Interaction and First Difference

First Difference

A difference in expected values of outcome for two different sets of covariate values.
Ex. \(E[Y_i|D = 1,X = x] − E[Y_i|D = 0,X = x]\)

Why useful? Comparing outcomes between two groups.
Ex. The difference in the expected income of men and women at fixed levels of education and age.

How: Change only one variable values holding the others constant.

Interaction term (cross term; multiplicative term)

A new term consisting of two terms multiplied. Ex. D*X

Why useful? Examining the effect of the interaction of two variables on outcomes, in addition to the marginal effects(meaning, standalone outcomes)

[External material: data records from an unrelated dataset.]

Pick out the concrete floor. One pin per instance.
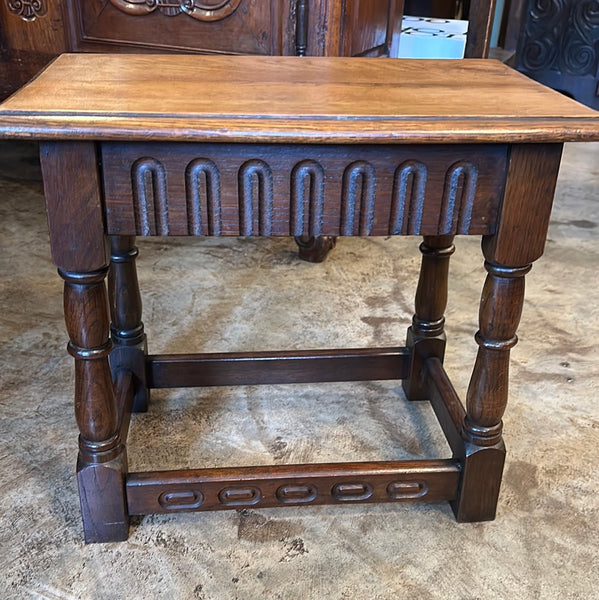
(544, 543)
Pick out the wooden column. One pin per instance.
(519, 240)
(72, 185)
(426, 336)
(127, 329)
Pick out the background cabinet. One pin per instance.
(559, 46)
(34, 31)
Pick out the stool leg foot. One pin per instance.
(484, 450)
(127, 329)
(426, 337)
(102, 499)
(102, 464)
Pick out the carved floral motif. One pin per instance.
(28, 10)
(201, 10)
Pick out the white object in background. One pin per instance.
(432, 38)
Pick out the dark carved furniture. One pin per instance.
(559, 46)
(34, 31)
(337, 147)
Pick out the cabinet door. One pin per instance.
(207, 26)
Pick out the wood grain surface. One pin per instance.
(155, 97)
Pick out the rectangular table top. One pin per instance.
(290, 99)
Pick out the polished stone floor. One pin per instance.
(251, 294)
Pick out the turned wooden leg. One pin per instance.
(426, 336)
(102, 464)
(315, 249)
(127, 330)
(500, 310)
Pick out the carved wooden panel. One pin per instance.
(195, 189)
(238, 26)
(291, 485)
(28, 10)
(559, 46)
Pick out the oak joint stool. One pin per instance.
(272, 146)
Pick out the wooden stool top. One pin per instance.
(287, 99)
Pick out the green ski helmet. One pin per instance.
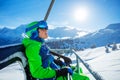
(31, 29)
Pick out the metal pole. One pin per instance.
(95, 74)
(49, 9)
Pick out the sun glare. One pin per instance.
(81, 14)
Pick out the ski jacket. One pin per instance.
(34, 50)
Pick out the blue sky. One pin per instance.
(99, 13)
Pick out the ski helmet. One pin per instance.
(31, 29)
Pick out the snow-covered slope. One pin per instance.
(105, 64)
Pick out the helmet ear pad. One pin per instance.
(34, 35)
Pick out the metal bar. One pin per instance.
(96, 75)
(78, 66)
(49, 9)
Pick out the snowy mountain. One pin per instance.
(10, 36)
(99, 38)
(104, 36)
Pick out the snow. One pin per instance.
(107, 65)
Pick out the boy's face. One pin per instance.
(43, 33)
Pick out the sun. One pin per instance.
(81, 14)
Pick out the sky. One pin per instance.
(88, 15)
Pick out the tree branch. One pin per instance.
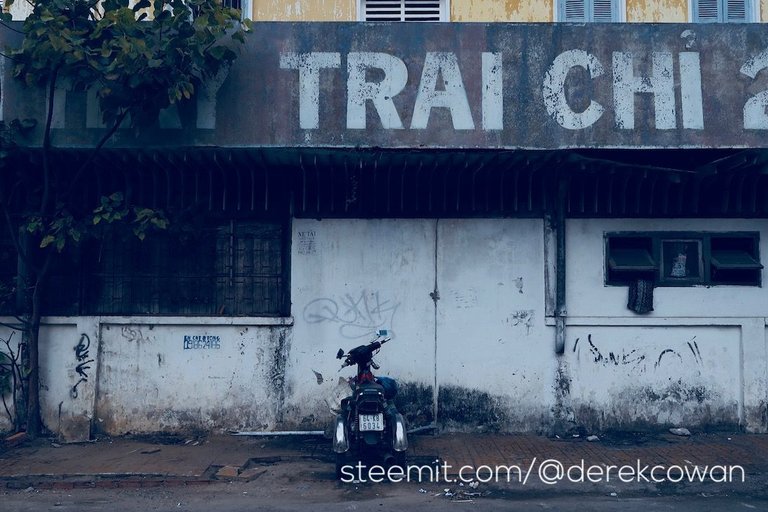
(92, 155)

Interacting a dummy variable (0 and 1 binary variable) with a continuous variable allows having different slopes of that continuous variable across two different values that the dummy variable takes on.

Motivating example:
How does income differ between genders across the levels of education? (here education is called a moderator).

\(Wage_i = \alpha + \beta_1sex + \beta_2educ + \beta_3sex*educ\)
sex = 1 (female); 0 (male)—dummy variable educ : years of education…

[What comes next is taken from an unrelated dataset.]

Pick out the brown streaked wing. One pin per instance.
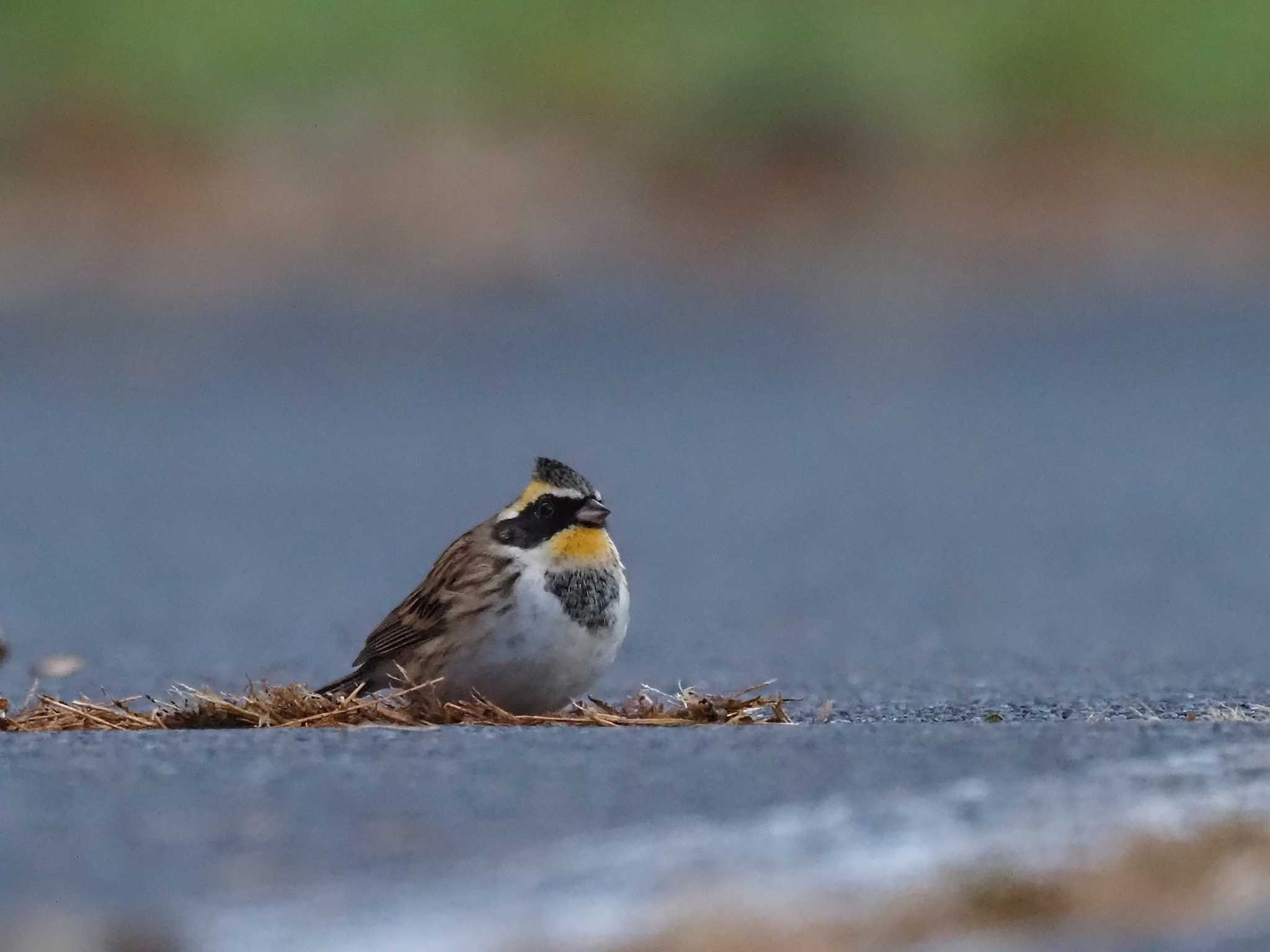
(424, 614)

\(\bar {Wage_f} = \alpha + \beta_1 + \beta_2edu + \beta_3 edu =( \alpha + \beta_1) + (\beta_2 + \beta_3)educ\)

\(\bar {Wage_m} = \alpha + \beta_2edu\)

This allows examining the impact of sex on wage at every level of education.

\(\beta_1\) represents a premium that females can have over male if there is zero years worth of education for both.

\(\beta_3\) represents the partial effect of education for females. If \(\beta_3 \gt 0\), the increase in wage for an year increase in education is greater for females than for males.

Combine First Difference technique with an interaction term

Model
\(Y_i=\beta_0 + \beta_1D_i + \beta_2X_i + \beta3(D_i*X_i) + \epsilon_i\), where \(E[\epsilon_i|X_i, D_i]=0\).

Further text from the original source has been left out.